A process for producing ethanol by a conventional large-scale industrial fermentation is a process by fermenting starch or sugars from various biomass resources, namely, a technology based on a brewage for potable ethanol. However, the use of a yeast as a fermentation microorganism results in slow rate of ethanol production and also difficulties such as complicated fermentation control because of the necessity of aeration, even though the fermentation is performed under anaerobic condition.
It is well known to use a strain belonging to Zymomonas as a fermentation microorganism (Japanese Patent Publication No. H7-59187).
It is recognized that a fermentation process by using Zymomonas leads to increased rate of ethanol production compare to that by using a yeast. Improvement of ethanol production efficiency by biotechnological modification of various microorganism species has been proposed (Japanese Patent Publication Nos. H5-502366, H6-504436, and H6-505875).
In the above technologies, 2 genes from Zymomonas mobilis, one encoding for PDC activity (which catalyses the conversion of pyruvic acid in the glycolytic pathway to acetoaldehyde) and another ADH activity (which catalyses the conversion of acetoaldehyde to ethanol) were inserted into host (enteric bacteria such as Escherichia coli or Erwinia chrysanthe) under a regulatory sequence allowing for their expression. Consequently, ethanol fermentation with high productivity was achieved by using such transformants.
According to the abovementioned technologies, improvement in ethanol productivity owes to the high growth and high cell density of the transformants in the fermentor. Such fermentation involving cell growth presents many inefficiencies including low conversion efficiency of sugar material to ethanol because the sugar material is used as an energy supply source for growth of said microorganism, low ethanol production rate during the period until the microorganism reaches stationary growth phase and complications in fermentor control due to the change of density of the microorganism accompanying the cell growth thereof.

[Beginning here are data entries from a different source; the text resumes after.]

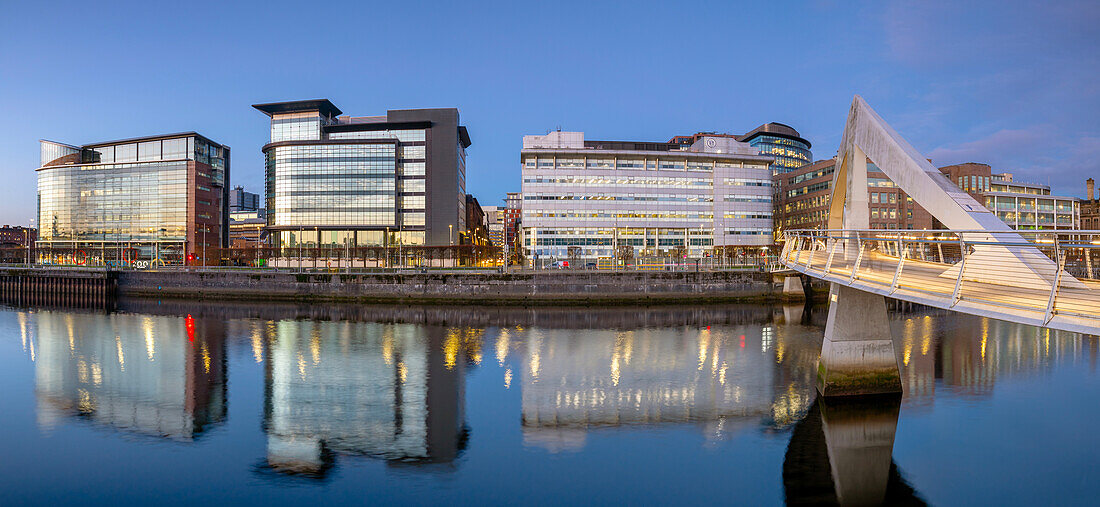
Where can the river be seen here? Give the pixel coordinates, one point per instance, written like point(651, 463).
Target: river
point(184, 404)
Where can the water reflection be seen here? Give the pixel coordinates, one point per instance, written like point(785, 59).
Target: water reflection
point(840, 453)
point(394, 392)
point(722, 379)
point(151, 375)
point(968, 354)
point(391, 383)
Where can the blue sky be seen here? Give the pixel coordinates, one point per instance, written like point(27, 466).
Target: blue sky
point(1012, 84)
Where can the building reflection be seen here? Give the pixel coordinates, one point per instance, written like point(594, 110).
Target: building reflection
point(161, 376)
point(392, 392)
point(722, 379)
point(968, 354)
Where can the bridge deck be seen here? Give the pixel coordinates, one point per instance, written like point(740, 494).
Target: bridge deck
point(1075, 308)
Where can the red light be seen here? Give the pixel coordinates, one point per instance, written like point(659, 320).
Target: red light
point(189, 323)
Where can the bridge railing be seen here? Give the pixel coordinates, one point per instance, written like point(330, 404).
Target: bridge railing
point(1053, 273)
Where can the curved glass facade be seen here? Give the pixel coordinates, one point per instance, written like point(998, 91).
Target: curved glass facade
point(790, 154)
point(139, 202)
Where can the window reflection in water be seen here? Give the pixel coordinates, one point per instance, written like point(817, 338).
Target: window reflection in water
point(393, 392)
point(339, 383)
point(139, 374)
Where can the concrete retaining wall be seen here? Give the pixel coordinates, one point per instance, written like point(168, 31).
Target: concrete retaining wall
point(557, 287)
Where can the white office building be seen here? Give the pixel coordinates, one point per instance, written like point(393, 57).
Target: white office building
point(585, 199)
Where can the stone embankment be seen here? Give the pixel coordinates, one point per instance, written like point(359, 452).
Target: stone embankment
point(521, 288)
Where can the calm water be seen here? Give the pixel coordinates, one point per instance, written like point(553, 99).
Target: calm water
point(211, 404)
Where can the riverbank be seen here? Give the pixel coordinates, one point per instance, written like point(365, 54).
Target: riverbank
point(572, 288)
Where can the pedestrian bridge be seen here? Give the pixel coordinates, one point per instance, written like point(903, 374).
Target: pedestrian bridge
point(977, 265)
point(971, 272)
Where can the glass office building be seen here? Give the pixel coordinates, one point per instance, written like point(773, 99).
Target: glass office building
point(586, 199)
point(782, 143)
point(334, 180)
point(139, 202)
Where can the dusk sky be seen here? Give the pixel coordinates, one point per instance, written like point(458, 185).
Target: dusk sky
point(1012, 84)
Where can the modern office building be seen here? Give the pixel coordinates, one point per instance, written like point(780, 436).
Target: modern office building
point(240, 200)
point(339, 180)
point(1027, 206)
point(782, 143)
point(1090, 207)
point(246, 229)
point(476, 231)
point(17, 243)
point(141, 201)
point(661, 199)
point(513, 223)
point(18, 237)
point(494, 220)
point(804, 196)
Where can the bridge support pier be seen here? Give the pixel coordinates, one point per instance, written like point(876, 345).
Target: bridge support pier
point(857, 353)
point(793, 288)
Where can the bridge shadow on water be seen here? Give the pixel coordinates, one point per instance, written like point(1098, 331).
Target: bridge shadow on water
point(840, 453)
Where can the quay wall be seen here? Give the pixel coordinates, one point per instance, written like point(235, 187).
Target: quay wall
point(523, 288)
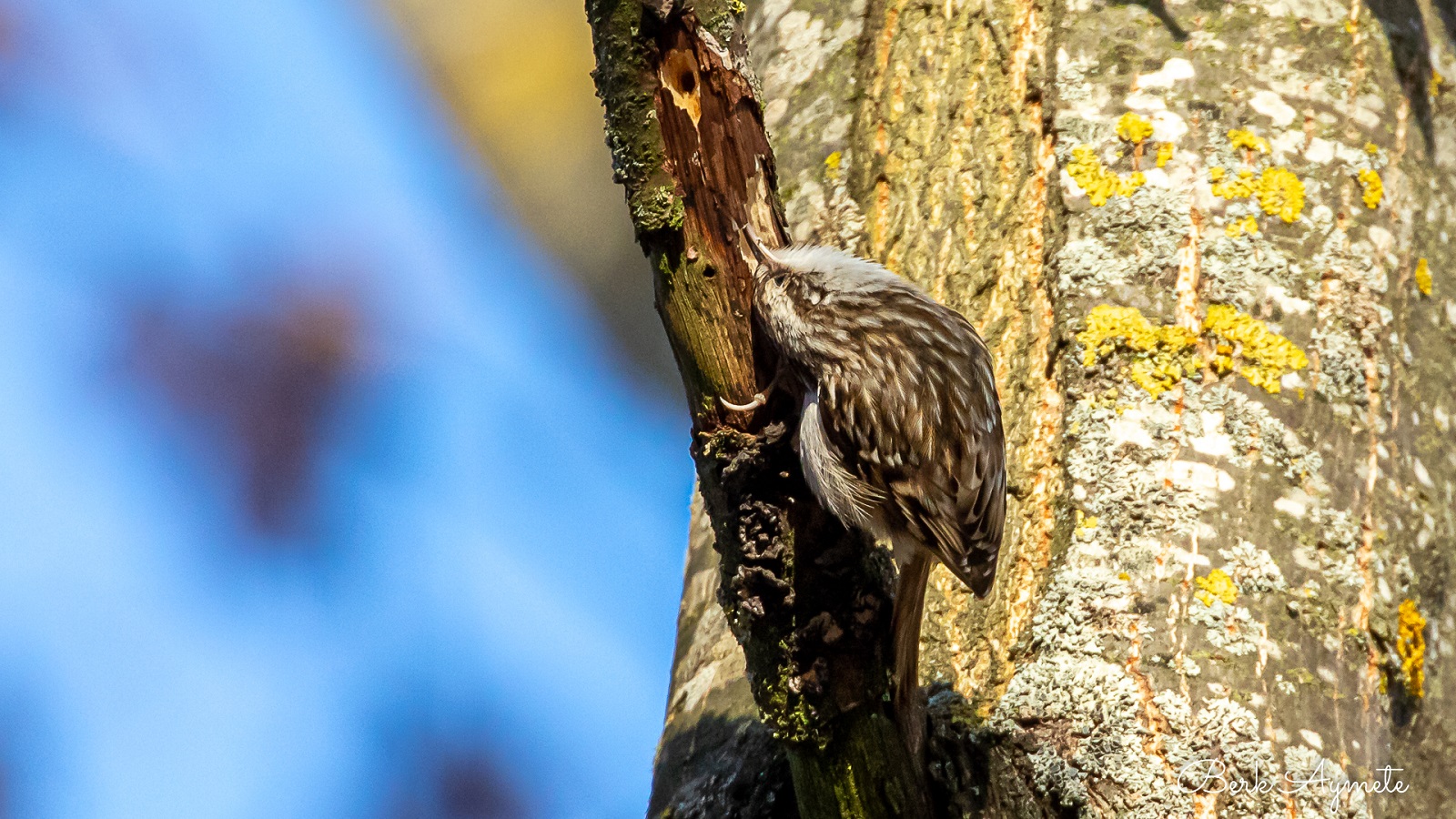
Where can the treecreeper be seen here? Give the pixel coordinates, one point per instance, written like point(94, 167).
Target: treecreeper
point(900, 433)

Another technological problem is separation of toxic substances when Escherichia coli used as a host cell. Escherichia coli is succeptible to bacteriolysis leading to possible contamination of fermentation products with toxic intracellular protein.

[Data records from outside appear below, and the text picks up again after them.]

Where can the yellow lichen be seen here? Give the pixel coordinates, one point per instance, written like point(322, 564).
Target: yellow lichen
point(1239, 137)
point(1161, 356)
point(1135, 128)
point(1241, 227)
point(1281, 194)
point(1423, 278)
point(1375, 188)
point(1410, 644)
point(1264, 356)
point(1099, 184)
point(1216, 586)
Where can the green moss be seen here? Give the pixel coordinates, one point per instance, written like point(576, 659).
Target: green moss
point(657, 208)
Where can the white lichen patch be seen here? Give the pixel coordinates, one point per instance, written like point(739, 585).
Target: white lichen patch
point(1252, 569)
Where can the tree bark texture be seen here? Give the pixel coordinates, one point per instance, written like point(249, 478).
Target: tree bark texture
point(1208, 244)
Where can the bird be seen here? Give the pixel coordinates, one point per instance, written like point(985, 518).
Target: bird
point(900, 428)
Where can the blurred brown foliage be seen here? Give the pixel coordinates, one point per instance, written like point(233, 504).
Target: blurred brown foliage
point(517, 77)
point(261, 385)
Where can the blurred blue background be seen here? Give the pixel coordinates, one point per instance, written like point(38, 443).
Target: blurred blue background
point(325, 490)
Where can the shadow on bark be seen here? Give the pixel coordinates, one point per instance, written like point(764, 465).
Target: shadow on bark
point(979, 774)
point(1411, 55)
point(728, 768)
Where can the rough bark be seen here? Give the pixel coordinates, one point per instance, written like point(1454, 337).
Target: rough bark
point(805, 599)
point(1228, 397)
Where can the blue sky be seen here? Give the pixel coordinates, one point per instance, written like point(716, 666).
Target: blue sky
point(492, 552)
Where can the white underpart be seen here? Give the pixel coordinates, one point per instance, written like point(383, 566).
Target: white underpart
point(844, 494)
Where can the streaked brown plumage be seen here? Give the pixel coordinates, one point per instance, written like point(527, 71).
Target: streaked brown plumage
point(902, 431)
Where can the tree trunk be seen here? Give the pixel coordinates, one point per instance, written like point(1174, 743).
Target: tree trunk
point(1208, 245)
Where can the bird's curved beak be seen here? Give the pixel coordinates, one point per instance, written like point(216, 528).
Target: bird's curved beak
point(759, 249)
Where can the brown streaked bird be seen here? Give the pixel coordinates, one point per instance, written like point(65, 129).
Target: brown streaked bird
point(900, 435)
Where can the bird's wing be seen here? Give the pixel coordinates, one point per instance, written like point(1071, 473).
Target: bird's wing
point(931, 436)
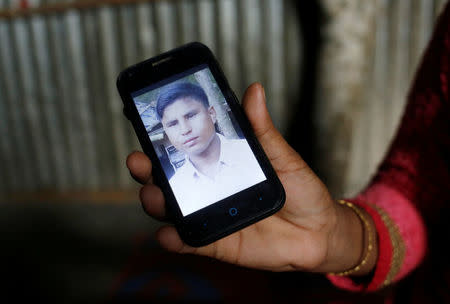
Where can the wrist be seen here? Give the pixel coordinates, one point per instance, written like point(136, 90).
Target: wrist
point(352, 246)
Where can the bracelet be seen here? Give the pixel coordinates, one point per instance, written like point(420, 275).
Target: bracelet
point(369, 247)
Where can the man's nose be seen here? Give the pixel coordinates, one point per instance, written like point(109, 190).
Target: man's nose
point(185, 127)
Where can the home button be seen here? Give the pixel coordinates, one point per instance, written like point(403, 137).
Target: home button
point(232, 211)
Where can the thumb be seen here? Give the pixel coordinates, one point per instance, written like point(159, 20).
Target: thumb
point(273, 143)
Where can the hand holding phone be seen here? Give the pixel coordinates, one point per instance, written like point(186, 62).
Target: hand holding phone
point(310, 232)
point(295, 238)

From this point of view, improvement of host microorganism to be transformed is desirable.
Problem to be Solved by the Invention
The present invention provides a new process for producing ethanol by using biomass resources as raw material for sugars, wherein better excellent technology for efficiently producing ethanol at a high productivity has been accomplished and wherein various problems pointed out in the foregoing prior art have been solved.

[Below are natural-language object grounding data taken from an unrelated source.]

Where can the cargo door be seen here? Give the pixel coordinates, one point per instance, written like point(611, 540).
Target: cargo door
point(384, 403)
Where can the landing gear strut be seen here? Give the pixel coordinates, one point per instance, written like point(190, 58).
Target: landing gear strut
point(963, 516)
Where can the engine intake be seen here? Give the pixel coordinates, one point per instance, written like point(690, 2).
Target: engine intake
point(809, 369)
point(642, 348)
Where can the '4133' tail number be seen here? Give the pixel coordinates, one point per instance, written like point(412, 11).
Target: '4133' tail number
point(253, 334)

Means to Solve the Problem
The present inventors have made extended studies to solve the problems mentioned above, and have found that efficient production of ethanol at a high productivity can be achieved by using a coryneform bacterium which has been transformed with a gene expressing PDC activity, and if desired, a gene expressing ADH activity under a regulatory sequence allowing for expression, and then, performing fermentation under ethanol production conditions wherein the transformed coryneform bacterium does not substantially proliferate, whereby the present invention has been accomplished.
One of the characteristics of the present invention is that a host bacterium to be transformed is a coryneform bacterium and that ethanol is prepared under conditions wherein the transformed coryneform bacterium does not substantially proliferate.